Topics explored at the seminars included “Navigating your way into the child acting biz in the Twin Cities” and “Auditioning for the camera like a pro, even if you’re a novice,” where actors were told to never be late for an audition, but not to get there too early either. In fact, the panelists suggested that actors take a “test run” to the audition the day before so they know how long it will take them to get there. Panelists at the expo included major casting directors and agents in the Twin Cities such as Lynn Blumnthal, Geanette Poole, Susan Wehmann, and Barbara Shelton (from Bab’s Casting).

There was also networking time and two “meet and greets,” which were like mini-auditions where actors said their name to the casting directors and agents and shared something about themselves.

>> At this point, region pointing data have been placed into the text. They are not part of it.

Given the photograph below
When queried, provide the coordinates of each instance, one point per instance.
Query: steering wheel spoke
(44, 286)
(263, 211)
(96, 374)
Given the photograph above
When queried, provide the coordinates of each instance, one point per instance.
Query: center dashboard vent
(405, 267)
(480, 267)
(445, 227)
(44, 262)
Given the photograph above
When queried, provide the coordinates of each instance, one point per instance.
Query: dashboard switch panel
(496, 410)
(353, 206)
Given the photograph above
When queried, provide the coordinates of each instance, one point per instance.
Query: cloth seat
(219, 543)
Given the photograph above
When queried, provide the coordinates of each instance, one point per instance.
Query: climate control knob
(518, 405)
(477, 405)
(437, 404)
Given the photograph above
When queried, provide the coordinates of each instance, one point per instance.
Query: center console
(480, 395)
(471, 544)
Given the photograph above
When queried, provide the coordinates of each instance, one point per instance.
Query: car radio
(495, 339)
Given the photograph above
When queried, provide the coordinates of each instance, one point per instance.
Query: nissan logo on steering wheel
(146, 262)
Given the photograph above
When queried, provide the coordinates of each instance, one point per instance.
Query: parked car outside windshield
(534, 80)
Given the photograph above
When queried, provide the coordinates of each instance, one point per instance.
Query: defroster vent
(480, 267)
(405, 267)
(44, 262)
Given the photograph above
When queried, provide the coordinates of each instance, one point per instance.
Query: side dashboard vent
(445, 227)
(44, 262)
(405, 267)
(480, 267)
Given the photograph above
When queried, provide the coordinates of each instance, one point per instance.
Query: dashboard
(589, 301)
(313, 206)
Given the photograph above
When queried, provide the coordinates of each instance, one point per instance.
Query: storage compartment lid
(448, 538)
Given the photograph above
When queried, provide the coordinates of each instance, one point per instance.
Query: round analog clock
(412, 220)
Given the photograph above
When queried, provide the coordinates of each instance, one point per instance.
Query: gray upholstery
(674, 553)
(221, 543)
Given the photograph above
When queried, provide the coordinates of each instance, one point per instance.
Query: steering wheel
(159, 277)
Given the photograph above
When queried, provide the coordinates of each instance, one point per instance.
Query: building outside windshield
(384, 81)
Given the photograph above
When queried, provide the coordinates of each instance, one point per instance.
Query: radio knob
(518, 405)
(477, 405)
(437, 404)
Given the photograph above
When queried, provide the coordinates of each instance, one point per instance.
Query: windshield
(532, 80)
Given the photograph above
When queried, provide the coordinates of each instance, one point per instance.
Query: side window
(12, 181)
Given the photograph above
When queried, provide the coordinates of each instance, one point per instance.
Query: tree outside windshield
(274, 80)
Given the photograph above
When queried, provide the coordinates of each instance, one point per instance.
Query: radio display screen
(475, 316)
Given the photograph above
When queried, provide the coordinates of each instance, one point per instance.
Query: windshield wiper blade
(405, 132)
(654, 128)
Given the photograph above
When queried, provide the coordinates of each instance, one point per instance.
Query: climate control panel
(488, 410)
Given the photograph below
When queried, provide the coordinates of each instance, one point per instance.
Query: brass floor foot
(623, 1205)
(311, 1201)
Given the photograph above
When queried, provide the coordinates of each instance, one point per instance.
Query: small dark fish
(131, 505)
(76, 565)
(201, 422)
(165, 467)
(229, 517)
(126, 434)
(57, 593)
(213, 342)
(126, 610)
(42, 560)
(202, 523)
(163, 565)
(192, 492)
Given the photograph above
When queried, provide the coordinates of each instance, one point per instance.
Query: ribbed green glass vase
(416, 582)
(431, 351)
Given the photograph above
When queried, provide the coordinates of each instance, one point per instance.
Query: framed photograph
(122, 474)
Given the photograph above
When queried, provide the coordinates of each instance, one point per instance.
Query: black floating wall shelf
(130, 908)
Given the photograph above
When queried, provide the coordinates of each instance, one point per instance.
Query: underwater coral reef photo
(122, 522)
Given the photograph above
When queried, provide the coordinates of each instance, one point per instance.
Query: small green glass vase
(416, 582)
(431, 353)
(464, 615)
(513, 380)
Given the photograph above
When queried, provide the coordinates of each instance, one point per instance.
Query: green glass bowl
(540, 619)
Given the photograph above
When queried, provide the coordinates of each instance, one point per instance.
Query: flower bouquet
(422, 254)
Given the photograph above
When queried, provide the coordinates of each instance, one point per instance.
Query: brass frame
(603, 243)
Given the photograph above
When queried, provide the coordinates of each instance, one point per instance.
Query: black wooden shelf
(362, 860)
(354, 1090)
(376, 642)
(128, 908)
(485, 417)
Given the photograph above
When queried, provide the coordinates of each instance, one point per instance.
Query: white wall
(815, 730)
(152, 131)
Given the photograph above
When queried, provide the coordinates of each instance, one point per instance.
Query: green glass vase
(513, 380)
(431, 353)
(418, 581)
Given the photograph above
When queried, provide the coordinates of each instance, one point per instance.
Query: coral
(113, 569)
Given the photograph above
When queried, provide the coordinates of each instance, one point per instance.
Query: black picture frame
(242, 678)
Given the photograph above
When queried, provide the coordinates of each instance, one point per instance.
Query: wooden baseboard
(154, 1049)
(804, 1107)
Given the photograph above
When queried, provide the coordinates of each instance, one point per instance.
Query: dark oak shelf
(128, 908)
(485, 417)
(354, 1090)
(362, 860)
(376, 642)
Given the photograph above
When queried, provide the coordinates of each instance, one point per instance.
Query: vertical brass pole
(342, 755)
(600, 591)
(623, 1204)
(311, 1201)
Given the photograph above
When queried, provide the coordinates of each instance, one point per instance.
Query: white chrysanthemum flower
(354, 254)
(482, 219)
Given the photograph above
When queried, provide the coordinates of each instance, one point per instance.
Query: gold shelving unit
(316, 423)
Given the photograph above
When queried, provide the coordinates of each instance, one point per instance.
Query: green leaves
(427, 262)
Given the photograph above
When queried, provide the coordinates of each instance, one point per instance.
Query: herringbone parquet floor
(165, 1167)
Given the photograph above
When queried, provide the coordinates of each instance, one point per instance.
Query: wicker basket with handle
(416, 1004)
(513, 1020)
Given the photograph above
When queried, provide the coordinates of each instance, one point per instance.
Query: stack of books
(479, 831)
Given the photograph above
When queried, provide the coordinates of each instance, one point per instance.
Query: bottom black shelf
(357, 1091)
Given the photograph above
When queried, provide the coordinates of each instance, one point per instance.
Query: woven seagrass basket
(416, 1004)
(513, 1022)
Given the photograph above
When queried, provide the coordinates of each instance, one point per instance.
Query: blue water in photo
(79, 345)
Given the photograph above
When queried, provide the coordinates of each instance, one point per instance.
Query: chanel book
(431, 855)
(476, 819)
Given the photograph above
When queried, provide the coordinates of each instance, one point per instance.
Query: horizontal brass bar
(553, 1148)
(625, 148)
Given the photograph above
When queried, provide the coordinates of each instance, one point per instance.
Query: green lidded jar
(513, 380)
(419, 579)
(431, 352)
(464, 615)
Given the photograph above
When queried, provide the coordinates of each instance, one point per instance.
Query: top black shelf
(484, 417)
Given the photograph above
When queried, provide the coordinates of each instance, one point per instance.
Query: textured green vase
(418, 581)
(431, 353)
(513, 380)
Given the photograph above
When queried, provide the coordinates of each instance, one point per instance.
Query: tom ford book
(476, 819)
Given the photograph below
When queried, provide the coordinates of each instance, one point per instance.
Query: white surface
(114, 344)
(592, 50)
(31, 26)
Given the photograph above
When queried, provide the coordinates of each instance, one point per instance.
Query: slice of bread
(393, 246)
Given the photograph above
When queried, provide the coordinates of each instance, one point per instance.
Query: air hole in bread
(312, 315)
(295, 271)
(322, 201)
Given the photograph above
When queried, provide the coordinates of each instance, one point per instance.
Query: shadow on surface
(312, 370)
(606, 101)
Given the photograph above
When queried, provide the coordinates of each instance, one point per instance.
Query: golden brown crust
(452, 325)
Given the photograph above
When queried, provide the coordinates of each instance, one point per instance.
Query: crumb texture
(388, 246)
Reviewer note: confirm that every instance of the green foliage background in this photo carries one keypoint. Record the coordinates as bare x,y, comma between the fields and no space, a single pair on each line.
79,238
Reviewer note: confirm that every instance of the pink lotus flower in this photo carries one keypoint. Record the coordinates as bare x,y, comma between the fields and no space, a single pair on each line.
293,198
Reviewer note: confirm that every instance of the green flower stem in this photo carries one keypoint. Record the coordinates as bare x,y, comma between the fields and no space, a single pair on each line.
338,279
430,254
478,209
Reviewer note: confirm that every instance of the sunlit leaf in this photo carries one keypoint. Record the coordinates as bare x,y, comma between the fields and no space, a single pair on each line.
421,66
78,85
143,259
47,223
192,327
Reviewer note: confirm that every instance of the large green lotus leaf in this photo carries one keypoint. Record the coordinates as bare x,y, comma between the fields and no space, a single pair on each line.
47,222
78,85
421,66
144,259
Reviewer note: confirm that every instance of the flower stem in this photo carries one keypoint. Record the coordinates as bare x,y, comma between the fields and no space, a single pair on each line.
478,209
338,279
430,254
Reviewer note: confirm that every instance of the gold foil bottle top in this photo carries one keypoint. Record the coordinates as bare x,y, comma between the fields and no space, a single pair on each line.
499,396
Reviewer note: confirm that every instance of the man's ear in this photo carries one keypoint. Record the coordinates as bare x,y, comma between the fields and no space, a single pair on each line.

Jennifer Johnsen, who graduated from Mankato State University several years ago, said that since moving to the Twin Cities, she’s done a lot of community theatre and student films but not a lot of paid work. She said she was hoping that the Actor Expo would be the jump start her career needed. She said she learned in the “Marketing your acting talent over the Internet” seminar that she needed to get a Facebook fan page, and that she needs to do a better job representing herself. “The competition is cutthroat,” she said.

Amy Salloway, a Twin Cities actress who has been doing a lot of solo performance work for the last several years, said that she’s trying to get back into other kinds of acting work besides solo work because working by herself can be “kinda lonely.” She said she fixed up her headshots and brought them to hand out to casting directors and agents. “My goal was to physically see all the agents and casting directors,” she said after handing her headshot and resume to an agent.

There were also other kinds of entertainment professionals at the expo. Karla Carter, for example, is a make-up artist, who came to the event with her mom, Leanne Carter, who’s an actor. Karla Carter said that to make it as a makeup artist “you have to work hard to get your name out there.”

When taking a break from the seminars, attendees of the expo could browse the vendors in attendance, including booths hosted by Minnesota Women in Film and Television, the Minnesota Film and TV Board, and Play by Play, a theater bookstore that is opening soon in St. Paul.